His major flaw, however, is that he has gotten lost in the weeds of these projects. His electrifying campaign speeches are a distant memory, in contrast to the quiet wonk we have seen the past year. He seems content, as Fareed Zakaria puts it, to behave "as the head of the Democratic Party in Congress, working almost entirely with and through that caucus, slicing and dicing policy proposals to cobble together legislative majorities." And I have previously championed this approach. Congress is, after all, the body responsible for actually legislating. But my support of letting the three branches operate as intended doesn't mean I'm content to let Obama abdicate his responsibility to lead. His speech last week in Ohio was a taste of what can be when a president steps up to the microphone or in front of the camera and delivers directly to the people a vision, a commitment, in terms that sustain our confidence and faith in leadership.

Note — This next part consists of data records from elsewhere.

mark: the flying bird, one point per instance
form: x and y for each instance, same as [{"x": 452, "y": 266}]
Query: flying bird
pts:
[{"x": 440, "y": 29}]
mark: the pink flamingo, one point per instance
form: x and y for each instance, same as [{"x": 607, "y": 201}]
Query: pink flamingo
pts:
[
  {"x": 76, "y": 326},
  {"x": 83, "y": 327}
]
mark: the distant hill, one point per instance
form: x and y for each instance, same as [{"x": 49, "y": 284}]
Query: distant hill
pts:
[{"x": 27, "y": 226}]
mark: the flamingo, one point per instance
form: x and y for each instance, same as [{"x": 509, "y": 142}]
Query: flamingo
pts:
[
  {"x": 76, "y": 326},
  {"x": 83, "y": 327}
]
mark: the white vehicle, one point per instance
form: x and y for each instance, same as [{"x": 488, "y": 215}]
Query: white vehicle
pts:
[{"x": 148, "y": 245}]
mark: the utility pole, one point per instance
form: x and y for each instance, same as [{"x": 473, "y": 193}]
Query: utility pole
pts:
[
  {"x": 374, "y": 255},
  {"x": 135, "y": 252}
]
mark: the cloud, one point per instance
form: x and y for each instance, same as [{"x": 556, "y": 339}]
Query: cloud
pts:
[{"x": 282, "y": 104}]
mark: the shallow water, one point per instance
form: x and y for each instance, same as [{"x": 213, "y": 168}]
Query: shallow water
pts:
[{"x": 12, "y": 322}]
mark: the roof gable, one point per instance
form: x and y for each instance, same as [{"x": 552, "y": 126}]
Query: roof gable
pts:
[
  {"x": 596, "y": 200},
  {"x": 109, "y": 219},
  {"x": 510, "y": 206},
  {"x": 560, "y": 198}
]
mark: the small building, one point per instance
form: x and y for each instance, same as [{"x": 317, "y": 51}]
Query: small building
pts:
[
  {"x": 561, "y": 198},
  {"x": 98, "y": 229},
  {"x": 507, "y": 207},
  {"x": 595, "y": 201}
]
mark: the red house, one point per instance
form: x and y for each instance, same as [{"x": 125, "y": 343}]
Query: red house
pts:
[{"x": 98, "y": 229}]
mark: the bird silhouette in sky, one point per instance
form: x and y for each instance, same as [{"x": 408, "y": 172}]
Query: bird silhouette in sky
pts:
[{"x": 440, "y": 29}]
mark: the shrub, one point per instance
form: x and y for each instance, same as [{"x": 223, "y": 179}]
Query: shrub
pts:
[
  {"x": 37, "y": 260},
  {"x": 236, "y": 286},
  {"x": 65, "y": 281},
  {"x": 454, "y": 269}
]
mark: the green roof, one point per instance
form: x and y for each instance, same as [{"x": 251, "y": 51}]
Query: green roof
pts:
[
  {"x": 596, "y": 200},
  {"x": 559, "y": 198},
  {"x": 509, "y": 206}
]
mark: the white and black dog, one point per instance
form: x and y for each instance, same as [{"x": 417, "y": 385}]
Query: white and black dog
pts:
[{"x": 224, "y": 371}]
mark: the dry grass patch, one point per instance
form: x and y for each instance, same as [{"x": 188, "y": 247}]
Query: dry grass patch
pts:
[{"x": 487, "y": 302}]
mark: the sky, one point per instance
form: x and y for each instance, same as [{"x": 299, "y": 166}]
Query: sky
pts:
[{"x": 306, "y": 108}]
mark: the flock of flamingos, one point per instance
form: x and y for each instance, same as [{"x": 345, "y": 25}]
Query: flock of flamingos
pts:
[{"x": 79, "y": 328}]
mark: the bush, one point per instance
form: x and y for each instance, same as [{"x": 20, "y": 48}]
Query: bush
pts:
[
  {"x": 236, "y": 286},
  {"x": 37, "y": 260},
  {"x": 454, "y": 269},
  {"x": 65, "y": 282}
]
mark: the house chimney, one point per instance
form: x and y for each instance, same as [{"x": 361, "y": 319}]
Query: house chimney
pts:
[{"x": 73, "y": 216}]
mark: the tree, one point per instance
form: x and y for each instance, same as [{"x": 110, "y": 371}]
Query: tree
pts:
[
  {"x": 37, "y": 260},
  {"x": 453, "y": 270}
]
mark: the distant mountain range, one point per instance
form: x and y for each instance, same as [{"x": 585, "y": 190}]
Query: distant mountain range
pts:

In my job, I don't look to the senior executives who run the company to explain to me how to sell mortgages or even what new systems are being put in place to make my job easier. What I expect from them is a broad vision of what's working and not working company-wide and where the company is headed, as well as some nugget of what's in it for me and my family.
So, with Obama's State of the Union speech coming this Wednesday at a most opportune time, I am looking to see how President Obama will outline his vision for the next year, his message to Congress about what he expects from them, and his restated commitment to fight for all Americans, regardless of politics (and with healthcare reform alone, he has done that).